Handicapping Your MBA Odds: Ms. Pre-Med, Mr. Ad Agency, Ms. Silicon Valley, Mr. General Motors, Mr. Fortune 50

man stars

Mr. Indian Advertising Agency Guy

  •  710 GMAT
  • 3.0 GPA
  • Undergraduate degree from the National Institute of Technology in India
  • 3.05 GPA (Master’s)
  • Master’s degree in management communications from MICA India, Asia’s leading communication school
  • Work experience includes more than three years as a brand and communication strategist at global advertising agency Publicis; currently heads up strategy at a division of Publicis India
  • “Campaigns and brands that I have worked on have won Cannes Lions and I have very strong career progression. Currently, am advising CMOs and Brand heads on communication strategy and helping them craft branding strategies. However, I find this role limited and want to move to a more holistic consulting role.
  • Extracurricular involvement as the founder of the quizzing society at PG college, was main quizmaster for college’s quiz fest, some radio jockeying, theater work in university, contributor to various travel blogs, won some robotics and debate competitions in college
  • Goal: To transition into consulting
  • Indian male

Odds of Success:

Duke: 30% to 40%

Northwestern: 30% to 40%

Indiana: 50%

Emory: 50%

Michigan: 40% to 50%

Washington: 50%

Sandy’s Analysis: I’m going to call you silver but not gold. Every part of your profile is not gold: Your GMAT is low for Harvard, Stanford and Wharton. It’s low for Indian applicants. The National Institute of Technology school also lacks the prestige of an IIT in India. So you have a 3.0 at a second-tier school.

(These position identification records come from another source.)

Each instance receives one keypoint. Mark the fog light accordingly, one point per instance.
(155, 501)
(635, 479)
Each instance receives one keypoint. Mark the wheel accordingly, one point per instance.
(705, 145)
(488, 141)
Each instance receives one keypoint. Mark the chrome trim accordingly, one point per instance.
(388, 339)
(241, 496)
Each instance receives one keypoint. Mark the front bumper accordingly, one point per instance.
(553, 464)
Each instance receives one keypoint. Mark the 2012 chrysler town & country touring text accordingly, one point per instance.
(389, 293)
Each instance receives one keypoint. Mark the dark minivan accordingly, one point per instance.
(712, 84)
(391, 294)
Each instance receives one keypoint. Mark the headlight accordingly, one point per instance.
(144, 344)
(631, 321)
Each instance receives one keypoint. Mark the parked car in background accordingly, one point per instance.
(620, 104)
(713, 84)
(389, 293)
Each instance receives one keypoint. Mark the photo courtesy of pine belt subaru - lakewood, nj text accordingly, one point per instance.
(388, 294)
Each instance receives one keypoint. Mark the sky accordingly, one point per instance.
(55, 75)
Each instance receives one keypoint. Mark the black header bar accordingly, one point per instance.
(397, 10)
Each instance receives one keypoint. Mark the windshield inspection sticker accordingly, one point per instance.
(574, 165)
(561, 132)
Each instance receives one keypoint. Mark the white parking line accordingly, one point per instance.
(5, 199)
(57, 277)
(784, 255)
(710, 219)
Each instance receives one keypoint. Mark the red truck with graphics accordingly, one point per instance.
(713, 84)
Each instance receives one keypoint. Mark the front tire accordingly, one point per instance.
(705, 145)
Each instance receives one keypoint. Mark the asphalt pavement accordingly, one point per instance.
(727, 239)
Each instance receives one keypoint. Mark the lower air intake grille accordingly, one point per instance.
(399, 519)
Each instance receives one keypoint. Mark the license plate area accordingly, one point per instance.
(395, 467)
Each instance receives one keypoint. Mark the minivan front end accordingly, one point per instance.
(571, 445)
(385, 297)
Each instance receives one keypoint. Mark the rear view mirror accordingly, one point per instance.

No offense to our communication community but it is not considered rocket science by admission committees at business schools. The fact you are at Publicis, a global giant, is a plus. You seem to be doing advertising rather than internal consulting for the company. I’m not sure what experience business schools prefer. I am impressed that several of your brands have won the Cannes Lions awards and your advertising buddies are probably impressed. But I think you should reorient your application toward big data and statistics rather than coming up with a great advertising logo or mascot. Creative types are often dealt with suspicion at business schools for better or worse.

The only fleck of gold on your resume is working for a global advertising company. If you have the right job there, like business development or strategy, it would be ideal. Adcoms like that.

You find working with CMOs and brand heads on branding strategies limiting? That is about as interesting as any business school applicant does.

I think you are an attractive applicant and can add a lot of a business school class. If you got dinged at HBS or Wharton, I wouldn’t find that as a surprise.

Kellogg is known as the creative school and they might go for you. Duke might go for you. You become a competent applicant at Indiana, Ross and Washington. At those places, your stats are in line.

A member of the admissions committee at Indiana or Ross might say you are smart enough. You are not a great student but have been successful at Publicis. That checks one of the boxes. Can you sit still, eat crap and spit it back. You weren’t able to do that too well in college, but you have been able to do that at Publicis. So you pass the mature-adult-who-can-suffer-in-silence test which is a serious one.

Quizzing is very big in India. But American adcoms kind of scratch their heads about it. I am not sure quizzing is a great thing to say or to brag about on an appliation to an American business school. My sense is that people who talk about it and found quizzing clubs are viewed as being a bad version of weird and nerdy. I am exaggerating for effect here but would like our Indian readers to respond to that.